Existence, scaling, and spectral gap for traveling fronts in the 2D renormalized Allen--Cahn equation

TL;DR

This paper analyzes the existence, asymptotic behavior, and spectral properties of traveling wave fronts in the 2D renormalized Allen--Cahn equation, revealing a spectral gap that grows linearly with the renormalization parameter.

Contribution

It constructs monotone traveling wave solutions, provides their asymptotic description as the regularization parameter tends to zero, and proves the existence of a spectral gap that increases linearly with the renormalization constant.

Findings

Constructed traveling wave solutions connecting renormalized equilibria.

Derived asymptotic profiles and speeds for small regularization parameters.

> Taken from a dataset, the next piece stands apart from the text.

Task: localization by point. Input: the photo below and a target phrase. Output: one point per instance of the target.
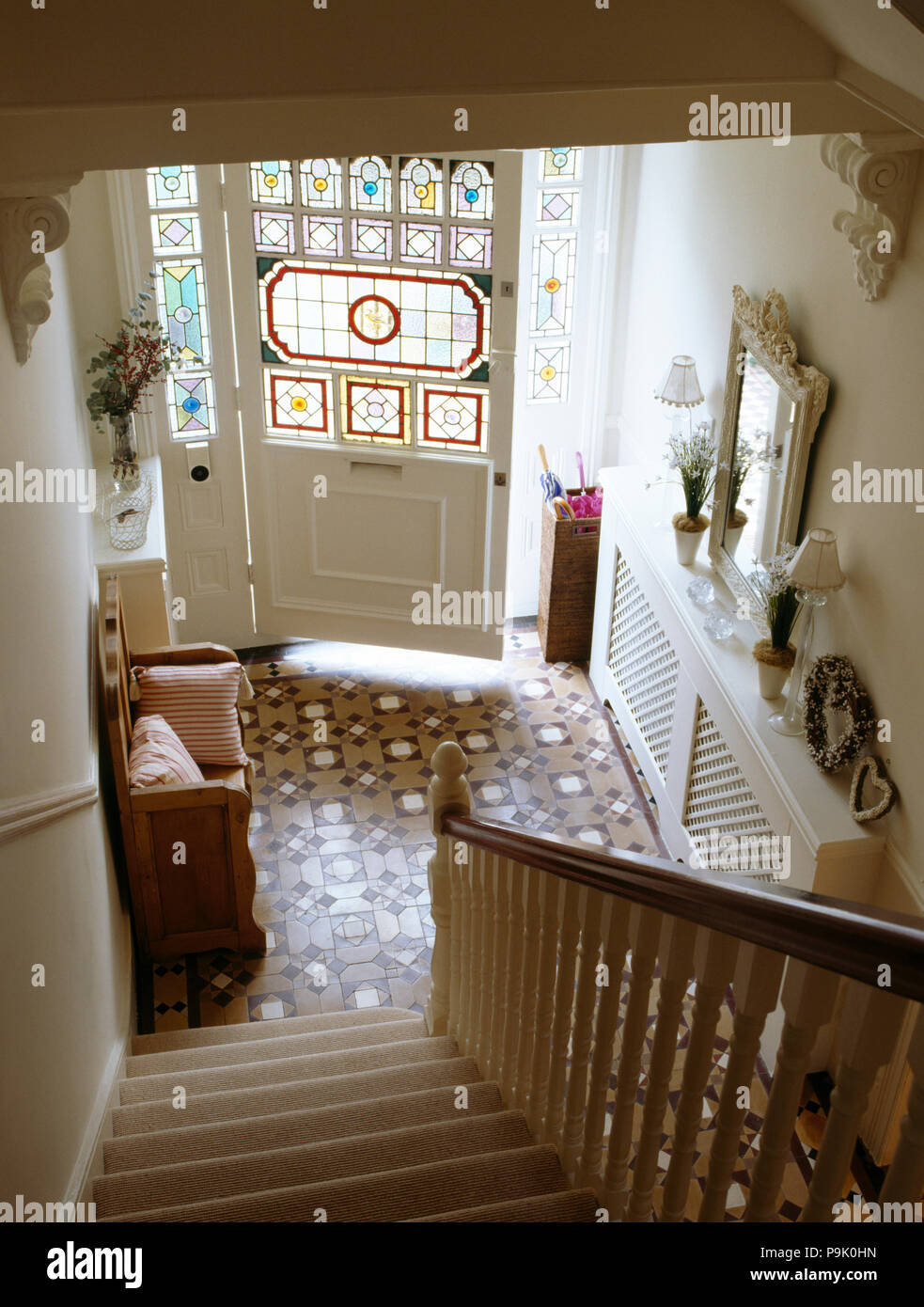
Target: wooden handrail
(826, 932)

Established a spectral gap that grows linearly as the regularization parameter decreases.

Abstract

We study the deterministic skeleton of the renormalized stochastic Allen--Cahn equation in spatial dimension $2$. For all sufficiently small regularization parameters $\delta>0$, we construct monotone traveling wave front solutions connecting the renormalized equilibria, derive a small-$\delta$ asymptotic description of their profile and speed, and identify the leading-order contributions. Linearizing about the wave and working in a naturally chosen weighted space, we show that there exists a spectral gap between the symmetry induced eigenvalue $0$ and the rest of the spectrum. The spectral gap grows linearly in the renormalization constant as $\delta\downarrow 0$.